Era quase uma hora quando entrou um homem com cara de poucos amigos e cruzou o balcão. “Ressaca ducaralho”, disse ao ar, passando por mim, sem ao menos olhar de lado. “É o Fábio?”, perguntei ao cara que estava fumando na calçada, vendo as meninas. “É”, respondeu-me, não sem antes lançar uma bafoarada. Não tive o que fazer a não ser correr atrás do Fábio.
“Fábio?”, indaguei, meio sem jeito, abrindo a porta de um compartimento escondido aos fundos da loja. O sujeito alisando a barriga, franzindo a testa, mediu-me dos pés à cabeça.

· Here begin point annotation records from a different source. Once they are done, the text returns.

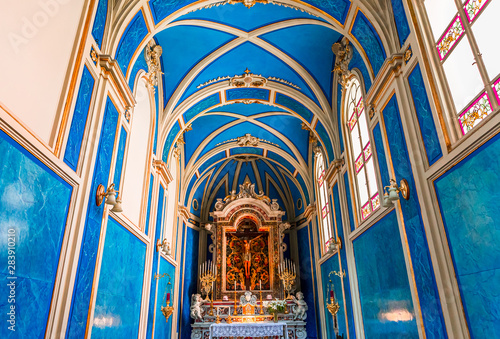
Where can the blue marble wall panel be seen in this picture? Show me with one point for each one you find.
(119, 294)
(130, 40)
(382, 160)
(34, 204)
(294, 105)
(119, 158)
(79, 120)
(247, 93)
(401, 20)
(307, 279)
(339, 117)
(343, 261)
(154, 270)
(384, 288)
(169, 142)
(424, 115)
(190, 279)
(320, 129)
(200, 106)
(468, 197)
(347, 186)
(90, 242)
(332, 264)
(163, 329)
(100, 22)
(365, 33)
(417, 241)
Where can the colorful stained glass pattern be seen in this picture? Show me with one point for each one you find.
(368, 152)
(475, 113)
(450, 38)
(496, 87)
(473, 7)
(375, 201)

Continuei:
“…É que meu computador tá com problema, eu já vim aqui várias vezes…” – Fábio era minha última chance. Eu não sei escrever versos em guardanapos de papel nem sei bater nas teclas de uma máquina de datilografia. Fábio, calado, apenas acenou com a mão, pedindo para pegar o computador. Expliquei. Daí o sujeito já foi tirando os parafusos. “Ah… Quanto custa?”. Olhou para mim, ficou calado por alguns segundos. “Setenta e cinco.” Deve ter percebido meu olhar de Gato de Botas. “Caralho, ressaca ducaralho! Num atendo mais ninguém nessa porra!”.
Meu amigo Fábio, que eu havia acabado de conhecer, enquanto desmontava o computador, discorria sobre suas conquistas amorosas, farras. Falava-me sobre “Cabeça Branca”, “Chocolate”, todos companheiros de orgias homéricas. Eu, lá do meu canto, assentia com a cabeça – como se também os conhecesse – falando de grandes porres que também já havia tomado, ao mesmo tempo que observava todas as peças no balcão, e pensando: Será que vão voltar para o mesmo lugar… Parecem tantas… E tão espalhadas. “Ressaca ducaralho! Vô já ali tomar outra, pra vê se passa”, dizia meu amigo Fábio, que agora se empolgava mais, enquanto desmontava o computador conversando com outro amigo que havia encostado na bancada, convidando-o para beber, e Fábio querendo terminar logo o trabalho. Pensei no pior. Porém, em menos, bem menos que imaginava, Fábio havia concluído – e ainda colocado peças sobressalentes! A velha máquina funcionando. Exatamente quando estamos fudido e um amigo vem e nos paga aquela cerveja.